There’s the student who managed to score a second F in a week, and to really piss me off by claiming he hadn’t ever plagiarised before, and that he hadn’t done it in any other class at the University. This, after he’d handed in two completely plagiarised assignments from two completely different classes.
There’s the other guy who left his cheat sheet on the floor of the class, at the back of the room. I just happened to stumble upon it, and noticed that the text on it was almost exactly the same as what he’d written in his exam. I asked him to be honest, and not be scared. He admitted that he had kept his practice-essays in his dictionary case, and when he took out his dictionary to check spellings, he saw the sheet and gave in to his self-doubt and cheated. I thanked him for his honesty, gave him and F, and told him that if he did it again he’d be out of the class. Perhaps I shouldn’t have done that — I feel like I should have found out whether I could eject him from class summarily, on the basis of exam-cheating. (I kind of doubt it’s common practice, though, and I am not sure I want to start doing it if nobody else does it.)

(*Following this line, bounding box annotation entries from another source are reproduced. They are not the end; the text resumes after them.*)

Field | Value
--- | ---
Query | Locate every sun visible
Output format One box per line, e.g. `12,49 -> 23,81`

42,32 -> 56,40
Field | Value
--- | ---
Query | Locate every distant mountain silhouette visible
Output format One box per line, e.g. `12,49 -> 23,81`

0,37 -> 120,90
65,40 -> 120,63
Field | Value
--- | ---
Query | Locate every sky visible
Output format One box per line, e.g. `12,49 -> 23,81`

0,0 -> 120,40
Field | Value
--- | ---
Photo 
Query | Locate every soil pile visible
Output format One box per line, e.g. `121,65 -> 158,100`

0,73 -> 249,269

And finally, there’s the student who for some reason decided to plagiarise several lines on skin care in the season of the Yellow Dust from China and stick them, word-for-word, into an in-class exam. Bang! F. That’s 20 minutes work you’ve spared me; thanks, kiddo. Cheaters don’t get comments on their writing: they get printed webpage sources and a red F on the front.

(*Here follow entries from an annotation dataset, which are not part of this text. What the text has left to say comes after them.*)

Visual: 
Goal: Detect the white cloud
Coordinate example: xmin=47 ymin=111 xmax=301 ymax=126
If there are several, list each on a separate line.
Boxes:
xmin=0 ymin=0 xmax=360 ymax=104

Now: how to deal with cheating in general? I’ve been thinking, and this thinking has, interestingly, been fueled by the comments many students chose to make about cheating on exams. The topic was one of the choices available in my best writing class, and about half of the students actually wrote railing exposes on department-mates or the student population in general: cheating methods, addiction to cheating, the bad effects of cheating, and instructional how-to essays on how to wean yourself off a cheat-sheet dependency. (One student went in the opposite direction and wrote a mournful lament on his own foolishness and guilt for having cheated on an exam just the day before he wrote my exam. His plea was temporary insanity.) My students’ most interesting observation was on the “economics” of cheating. They pointed out that the commonness of cheating among their classmates is what convinces so many otherwise good, trustworthy, and sincere students to stoop to cheating.

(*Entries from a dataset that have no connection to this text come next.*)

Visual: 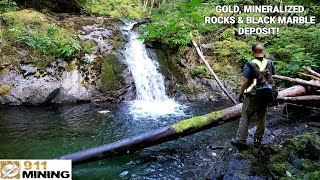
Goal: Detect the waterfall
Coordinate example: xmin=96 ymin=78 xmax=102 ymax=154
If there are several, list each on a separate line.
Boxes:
xmin=123 ymin=23 xmax=183 ymax=116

I think, finally, that next semester I’m going to warn students at the beginning of semester, and before the first major project, that any plagiarism will be publicly disclosed to the class. I want them to recognize that they’re screwing over not just themselves, and the system, and insulting the teacher, but actively trying to screw over their classmates when they do this crap. If the risk of embarrassment isn’t enough to scare them off cheating, then maybe the real embarrassment from getting caught once and having the whole class know about it will turn them off cheating. But I would never do something like that if it weren’t announced form the beginning of semester, as part of the “contract” of the course.